The governor blocked restrictions on abortion and took a stand against a vote on a same-sex marriage ban.
After laying waste to the GOP's fiscal agenda by vetoing the entire budget, DFL Gov. Mark Dayton followed up by punching a hole in their social agenda.
On Wednesday, Dayton vetoed restrictions on abortion and symbolically vetoed a move to put a constitutional ban on same-sex marriage on the 2012 ballot.
"I urge Minnesotans to reject this mean-spirited, divisive, un-Minnesotan and un-American amendment," Dayton wrote in issuing his figurative marriage veto. "Minnesotans are better than this."
But the Republican majority that controls the Legislature says they are reflecting what mainstream Minnesotans want -- a constitutional definition of marriage as the union of a man and woman.
He's "trying to make a political statement," said Tom Prichard, president of the Minnesota Family Council, a key backer of the marriage amendment. "The governor has one vote. ... The audience that matters is the people of Minnesota, not what the governor is going to say."
Dayton has no power to block the amendment question from appearing on the 2012 ballot. Governors cannot stop constitutional amendments that win legislative approval.
Sending a message
But the proposed amendment, approved by a majority of lawmakers after emotional debate, arrived on his desk as a bill. So he took the opportunity to deliver a powerful message.
"Symbolic as it may be, I am exercising my legal responsibility to either sign or veto it," he said.
For amendment opponents, bruised by the legislative vote, the action had power.
"It is far, far more than symbolic," said Sen. Scott Dibble, DFL-Minneapolis, who is gay. "It improves the sense of optimism and hope that seemed to be eluding us this session. ... We've certainly taken punch to the gut, but we're still standing."
Dayton predicted the amendment will fail when it comes before voters next year.
The governor also doused the hopes of activists against abortion. Wednesday, as expected, he vetoed two measures that had been their key lobbying efforts this year.
One of those measures would have prohibited abortion after 20 weeks. The other would have banned the state from paying for abortions for low-income women.
Dayton called the 20-week ban "unconscionable." As for the other abortion bill, Dayton said "all women deserve to be healthy and safe. I will not approve a bill that infringes upon a woman's constitutionally protected rights, discriminates against a woman because of her socio-economic status and does not protect her health and safety."
Scott Fischbach, executive director of Minnesota Citizens Concerned for Life, said the vetoes were unfortunate. The bills, he said, "are common-sense mainstream pieces of legislation."
Backers said they could go around the governor with constitutional amendments, but that was not their preference.
That route, Fischbach said, is "always a possibility, but we want to work within the system."
Dayton may face the abortion language again. Fischbach said he would hope that if there is a special session, the measures would be revived.
More vetoes coming?
The governor is also due to act soon on the Legislature's voter ID measure, another key Republican priority. The measure would require voters to present photo identification before casting ballots and make other significant changes to election law.

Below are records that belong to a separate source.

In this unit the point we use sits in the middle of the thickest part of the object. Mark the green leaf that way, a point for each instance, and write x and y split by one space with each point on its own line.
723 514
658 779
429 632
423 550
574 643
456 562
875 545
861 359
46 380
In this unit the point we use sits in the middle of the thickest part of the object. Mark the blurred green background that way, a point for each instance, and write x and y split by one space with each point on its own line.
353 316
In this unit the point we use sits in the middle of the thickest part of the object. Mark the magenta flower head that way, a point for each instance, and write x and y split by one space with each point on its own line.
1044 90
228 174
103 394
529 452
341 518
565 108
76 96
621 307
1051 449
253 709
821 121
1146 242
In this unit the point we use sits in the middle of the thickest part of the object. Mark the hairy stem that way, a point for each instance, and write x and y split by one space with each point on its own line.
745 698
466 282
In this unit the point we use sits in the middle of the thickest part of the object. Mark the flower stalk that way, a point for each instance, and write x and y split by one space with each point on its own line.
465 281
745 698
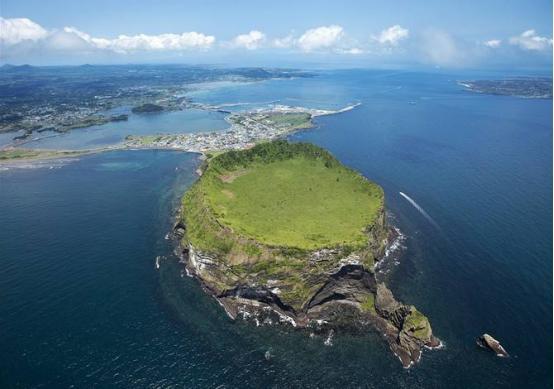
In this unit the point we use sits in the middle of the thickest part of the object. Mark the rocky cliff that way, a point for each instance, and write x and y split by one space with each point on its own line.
324 290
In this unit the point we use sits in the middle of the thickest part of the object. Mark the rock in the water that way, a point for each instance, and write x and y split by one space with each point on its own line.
488 342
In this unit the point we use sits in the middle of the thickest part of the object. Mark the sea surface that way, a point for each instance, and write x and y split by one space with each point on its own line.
82 302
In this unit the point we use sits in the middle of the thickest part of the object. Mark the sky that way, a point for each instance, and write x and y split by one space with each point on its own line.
375 34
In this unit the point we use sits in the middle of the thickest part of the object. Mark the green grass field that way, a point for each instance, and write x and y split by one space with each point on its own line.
298 202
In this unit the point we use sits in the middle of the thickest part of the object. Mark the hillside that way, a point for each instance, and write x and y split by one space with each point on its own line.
283 232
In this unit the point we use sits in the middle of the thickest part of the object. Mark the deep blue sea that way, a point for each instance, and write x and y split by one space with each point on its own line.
82 303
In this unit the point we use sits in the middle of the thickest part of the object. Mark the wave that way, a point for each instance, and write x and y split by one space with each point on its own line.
420 209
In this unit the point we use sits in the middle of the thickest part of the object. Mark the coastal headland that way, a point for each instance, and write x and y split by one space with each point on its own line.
284 233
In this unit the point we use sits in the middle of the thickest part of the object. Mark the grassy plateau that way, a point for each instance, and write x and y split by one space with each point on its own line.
284 195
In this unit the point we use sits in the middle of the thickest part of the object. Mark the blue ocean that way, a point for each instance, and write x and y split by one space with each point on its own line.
83 303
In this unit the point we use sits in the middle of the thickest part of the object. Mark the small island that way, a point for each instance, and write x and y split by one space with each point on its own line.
531 87
284 233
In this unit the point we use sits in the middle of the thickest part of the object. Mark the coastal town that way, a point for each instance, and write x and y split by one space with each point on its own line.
246 129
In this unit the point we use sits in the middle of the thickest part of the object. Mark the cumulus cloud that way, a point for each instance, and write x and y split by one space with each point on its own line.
251 41
16 32
441 49
493 43
392 35
353 51
13 31
529 40
324 37
284 43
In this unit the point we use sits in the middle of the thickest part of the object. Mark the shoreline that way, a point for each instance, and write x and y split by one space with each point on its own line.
251 130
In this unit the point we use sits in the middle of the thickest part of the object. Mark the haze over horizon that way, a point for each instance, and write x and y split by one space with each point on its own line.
474 35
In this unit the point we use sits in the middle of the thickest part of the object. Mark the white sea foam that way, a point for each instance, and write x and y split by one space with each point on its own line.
420 209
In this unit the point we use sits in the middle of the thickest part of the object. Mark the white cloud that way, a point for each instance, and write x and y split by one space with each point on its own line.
13 31
323 37
392 35
251 41
441 49
284 43
17 31
493 43
353 51
529 40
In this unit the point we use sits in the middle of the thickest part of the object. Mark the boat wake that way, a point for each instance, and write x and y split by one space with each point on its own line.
420 209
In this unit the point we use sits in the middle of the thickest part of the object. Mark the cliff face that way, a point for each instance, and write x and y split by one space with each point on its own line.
323 290
343 294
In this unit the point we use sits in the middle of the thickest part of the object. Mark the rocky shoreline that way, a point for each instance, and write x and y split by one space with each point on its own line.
340 305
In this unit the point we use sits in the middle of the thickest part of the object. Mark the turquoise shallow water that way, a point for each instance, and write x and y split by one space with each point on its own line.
83 304
186 121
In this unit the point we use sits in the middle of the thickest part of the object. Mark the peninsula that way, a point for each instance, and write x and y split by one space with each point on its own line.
284 233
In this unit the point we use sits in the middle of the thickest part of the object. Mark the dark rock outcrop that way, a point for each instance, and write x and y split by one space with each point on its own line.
488 342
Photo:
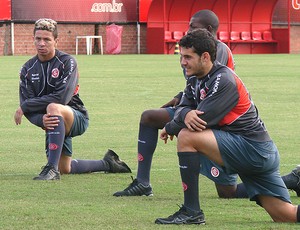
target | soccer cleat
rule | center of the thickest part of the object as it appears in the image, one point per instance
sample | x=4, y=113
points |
x=136, y=189
x=48, y=173
x=296, y=173
x=183, y=216
x=115, y=164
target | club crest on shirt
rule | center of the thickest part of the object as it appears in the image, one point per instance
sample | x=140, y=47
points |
x=55, y=73
x=140, y=157
x=214, y=171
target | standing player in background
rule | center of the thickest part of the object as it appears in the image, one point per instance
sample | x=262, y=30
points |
x=49, y=99
x=155, y=119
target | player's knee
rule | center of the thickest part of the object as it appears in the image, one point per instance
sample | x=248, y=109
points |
x=65, y=169
x=147, y=118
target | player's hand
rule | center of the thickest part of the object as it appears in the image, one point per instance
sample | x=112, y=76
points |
x=165, y=136
x=18, y=116
x=175, y=101
x=193, y=122
x=50, y=122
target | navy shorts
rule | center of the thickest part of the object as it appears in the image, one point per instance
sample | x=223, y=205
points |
x=79, y=126
x=210, y=169
x=257, y=164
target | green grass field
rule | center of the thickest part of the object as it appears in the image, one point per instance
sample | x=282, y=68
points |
x=116, y=89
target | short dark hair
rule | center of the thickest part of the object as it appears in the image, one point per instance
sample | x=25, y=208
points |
x=201, y=40
x=46, y=24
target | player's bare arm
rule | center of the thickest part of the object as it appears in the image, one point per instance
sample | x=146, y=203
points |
x=193, y=122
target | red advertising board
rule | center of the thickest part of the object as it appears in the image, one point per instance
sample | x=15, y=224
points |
x=5, y=10
x=76, y=10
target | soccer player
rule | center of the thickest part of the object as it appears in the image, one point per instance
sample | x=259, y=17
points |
x=49, y=98
x=234, y=137
x=153, y=120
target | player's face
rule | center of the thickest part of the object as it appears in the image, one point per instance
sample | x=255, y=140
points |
x=45, y=44
x=194, y=64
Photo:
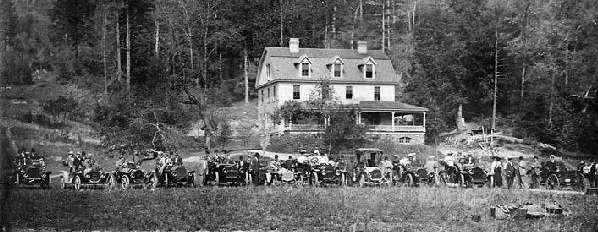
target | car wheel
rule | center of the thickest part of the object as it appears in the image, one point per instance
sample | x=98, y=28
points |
x=361, y=182
x=77, y=182
x=125, y=182
x=410, y=180
x=111, y=181
x=579, y=184
x=315, y=181
x=153, y=182
x=552, y=182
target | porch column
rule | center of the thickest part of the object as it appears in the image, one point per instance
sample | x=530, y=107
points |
x=392, y=121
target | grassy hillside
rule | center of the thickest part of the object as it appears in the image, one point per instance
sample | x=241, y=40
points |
x=287, y=209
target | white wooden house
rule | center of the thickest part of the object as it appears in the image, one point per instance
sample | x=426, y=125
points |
x=361, y=79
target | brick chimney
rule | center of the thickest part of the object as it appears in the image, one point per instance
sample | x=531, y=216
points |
x=294, y=45
x=362, y=47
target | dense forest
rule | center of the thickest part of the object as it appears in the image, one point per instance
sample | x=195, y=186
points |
x=149, y=61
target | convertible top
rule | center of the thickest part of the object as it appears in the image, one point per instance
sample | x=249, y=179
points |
x=368, y=149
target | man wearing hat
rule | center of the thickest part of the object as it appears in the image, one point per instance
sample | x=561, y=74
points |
x=496, y=171
x=521, y=167
x=535, y=172
x=510, y=172
x=552, y=165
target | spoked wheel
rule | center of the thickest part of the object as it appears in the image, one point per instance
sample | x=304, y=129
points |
x=579, y=184
x=361, y=181
x=125, y=182
x=462, y=180
x=111, y=181
x=153, y=182
x=77, y=182
x=552, y=182
x=315, y=181
x=410, y=180
x=343, y=180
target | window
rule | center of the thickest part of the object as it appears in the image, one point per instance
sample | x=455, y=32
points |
x=369, y=71
x=296, y=93
x=305, y=69
x=349, y=92
x=404, y=140
x=337, y=70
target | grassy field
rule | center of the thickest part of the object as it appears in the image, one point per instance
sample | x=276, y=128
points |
x=286, y=209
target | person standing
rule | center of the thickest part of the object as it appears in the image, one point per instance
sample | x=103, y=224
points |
x=510, y=172
x=496, y=168
x=592, y=175
x=535, y=172
x=521, y=168
x=255, y=168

Dayton said Wednesday that he had met with two lawmakers and the secretary of state to discuss the measure. Sen. Katie Sieben, Rep. Paul Thissen and Secretary of State Mark Ritchie all oppose the bill. Dayton said their advice may be "persuasive."
Minnesotans have already been persuaded. A recent Star Tribune poll found that 80 percent support the proposal.
Lawmakers introduced a constitutional amendment requiring the extra show of voter validity but did not bring the amendment to the House or Senate floors.